The question generate event with $6.75\space p^2q$, $20\space p^3q^2$, $3.9\space pq$? prompted me to think more generally about which expressions of this form can be a probability in a finite coin experiment. Since the answer turns out to be rather nice, I thought I'd post it here as an answer to the general question.
We have a coin that shows heads with probability $p$ and tails with probability $q:=1-p$, and the question is whether for given $\mu\in\mathbb R^+$ and $i,j\in\mathbb N$ (not both zero) there is an event in an experiment with a fixed finite number of tosses of the coin whose probability is $\mu p^iq^j$ for all $p\in[0,1]$.
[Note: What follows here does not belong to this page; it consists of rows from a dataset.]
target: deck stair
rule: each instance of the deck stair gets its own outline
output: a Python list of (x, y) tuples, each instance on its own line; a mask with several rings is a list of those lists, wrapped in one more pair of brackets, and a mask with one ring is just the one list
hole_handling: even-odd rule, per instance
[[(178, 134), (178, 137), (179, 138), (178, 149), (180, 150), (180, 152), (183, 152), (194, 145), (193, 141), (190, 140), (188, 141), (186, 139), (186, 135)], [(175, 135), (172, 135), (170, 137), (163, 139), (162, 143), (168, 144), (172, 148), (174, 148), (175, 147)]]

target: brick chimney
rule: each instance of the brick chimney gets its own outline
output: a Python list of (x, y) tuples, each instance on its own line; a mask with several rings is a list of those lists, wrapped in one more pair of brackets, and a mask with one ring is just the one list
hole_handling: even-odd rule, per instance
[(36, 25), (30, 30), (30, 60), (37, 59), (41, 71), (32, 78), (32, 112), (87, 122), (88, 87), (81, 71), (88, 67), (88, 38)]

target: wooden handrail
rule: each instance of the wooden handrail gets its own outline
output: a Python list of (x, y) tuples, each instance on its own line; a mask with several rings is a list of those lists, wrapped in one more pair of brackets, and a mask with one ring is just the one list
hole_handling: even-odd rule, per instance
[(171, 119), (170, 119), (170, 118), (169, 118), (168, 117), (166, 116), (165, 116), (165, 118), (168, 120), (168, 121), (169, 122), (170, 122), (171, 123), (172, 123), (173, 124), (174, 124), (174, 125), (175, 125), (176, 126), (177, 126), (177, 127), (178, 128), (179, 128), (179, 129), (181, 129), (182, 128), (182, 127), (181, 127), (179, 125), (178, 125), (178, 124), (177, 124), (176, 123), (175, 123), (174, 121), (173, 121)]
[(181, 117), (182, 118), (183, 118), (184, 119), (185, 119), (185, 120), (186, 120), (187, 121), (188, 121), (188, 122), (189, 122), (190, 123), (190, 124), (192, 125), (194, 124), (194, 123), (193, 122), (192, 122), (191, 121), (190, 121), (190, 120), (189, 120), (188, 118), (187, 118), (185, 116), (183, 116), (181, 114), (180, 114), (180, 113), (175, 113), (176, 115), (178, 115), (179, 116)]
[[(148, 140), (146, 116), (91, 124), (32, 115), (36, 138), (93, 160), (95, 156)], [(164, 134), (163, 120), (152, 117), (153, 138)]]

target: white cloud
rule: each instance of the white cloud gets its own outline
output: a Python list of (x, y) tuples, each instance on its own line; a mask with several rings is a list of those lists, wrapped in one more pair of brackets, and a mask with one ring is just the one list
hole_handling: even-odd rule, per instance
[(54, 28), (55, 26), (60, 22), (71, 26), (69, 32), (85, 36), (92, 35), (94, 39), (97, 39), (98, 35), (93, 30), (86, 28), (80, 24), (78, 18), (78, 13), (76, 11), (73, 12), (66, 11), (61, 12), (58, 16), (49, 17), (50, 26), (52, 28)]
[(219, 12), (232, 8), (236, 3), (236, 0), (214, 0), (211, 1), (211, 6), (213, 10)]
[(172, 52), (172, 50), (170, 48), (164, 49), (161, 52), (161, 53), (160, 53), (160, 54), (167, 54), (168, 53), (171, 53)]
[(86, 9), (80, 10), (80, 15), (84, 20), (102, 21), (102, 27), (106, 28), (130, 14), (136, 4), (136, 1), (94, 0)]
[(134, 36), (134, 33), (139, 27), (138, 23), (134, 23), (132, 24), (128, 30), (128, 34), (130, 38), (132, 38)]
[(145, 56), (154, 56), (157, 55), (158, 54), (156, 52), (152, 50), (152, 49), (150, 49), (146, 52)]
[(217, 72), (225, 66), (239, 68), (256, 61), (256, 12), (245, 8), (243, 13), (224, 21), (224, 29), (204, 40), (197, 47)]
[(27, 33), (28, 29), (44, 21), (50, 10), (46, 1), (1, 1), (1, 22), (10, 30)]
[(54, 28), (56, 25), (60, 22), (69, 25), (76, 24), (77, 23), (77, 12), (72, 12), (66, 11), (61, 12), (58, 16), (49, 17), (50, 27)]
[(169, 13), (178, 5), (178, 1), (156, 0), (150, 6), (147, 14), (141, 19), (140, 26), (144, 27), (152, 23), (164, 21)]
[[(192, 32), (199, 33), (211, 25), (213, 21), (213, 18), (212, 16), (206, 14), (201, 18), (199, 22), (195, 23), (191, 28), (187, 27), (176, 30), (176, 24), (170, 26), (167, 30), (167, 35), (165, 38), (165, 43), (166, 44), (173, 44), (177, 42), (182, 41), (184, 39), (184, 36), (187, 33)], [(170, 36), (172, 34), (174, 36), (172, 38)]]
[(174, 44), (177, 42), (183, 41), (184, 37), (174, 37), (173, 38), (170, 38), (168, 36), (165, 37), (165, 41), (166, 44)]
First, $\mu$ needs to be an integer: The probability of any event in an experiment with a fixed finite number of tosses is a polynomial in $p$ with integer coefficients; and $\mu p^iq^j=\mu p^i(1-p)^j$ is a polynomial in $p$ with coefficient $\mu$ for $p^i$, so $\mu$ must be integer for the two to be equal.
The rest of the “only if” direction is also readily proved. Since $\mu p^iq^j$ is a probability for all $p$, it must be $\le1$ for all $p$. If there were $p$ such that $\mu p^iq^j=1$, the event would have to include all elementary events, which implies $\mu p^iq^j=1$ for all $p$, which only occurs in the trivial case $i=j=0$ that was excluded in the question.
Now, to prove the “if” direction, consider an experiment with $i+j+l$ tosses. If we can select $\mu\binom lk$ elementary events with $i+k$ heads and $j+l-k$ tails for all $k=0,\ldots,l$, then the probability of the event composed of all these elementary events is
$$ \sum_{k=0}^l\mu\binom lkp^{i+k}q^{j+l-k}=\mu p^iq^j(p+q)^l=\mu p^iq^j\;. $$
There are $\binom{i+j+l}{i+k}$ such elementary events, so we can choose $\mu\binom lk$ of them if
$$ \mu\binom lk\le\binom{i+j+l}{i+k} $$
for all $k$. If we cancel factors in the three pairs of corresponding factorials, this becomes
$$ \mu(k+i)\cdots(k+1)(l-k+j)\cdots(l-k+1)\le(l+i+j)\cdots(l+1)\;, $$
and then dividing through by $l^{i+j}$ and denoting $\frac kl\in[0,1]$ by $\alpha$ leads to
$$ \mu\left(\alpha+\frac il\right)\cdots\left(\alpha+\frac1l\right)\left(1-\alpha+\frac jl\right)\cdots\left(1-\alpha+\frac 1l\right)\le\left(1+\frac{i+j}l\right)\cdots\left(1+\frac1l\right) $$
and thus to
$$ \mu\alpha^i(1-\alpha)^j+O\left(\frac{(i+j)^2}l\right)\le1\;. $$
Thus, we can satisfy this inequality for sufficiently large $l$ if $\mu\alpha^i(1-\alpha)^j\lt1$ for all $\alpha\in[0,1]$.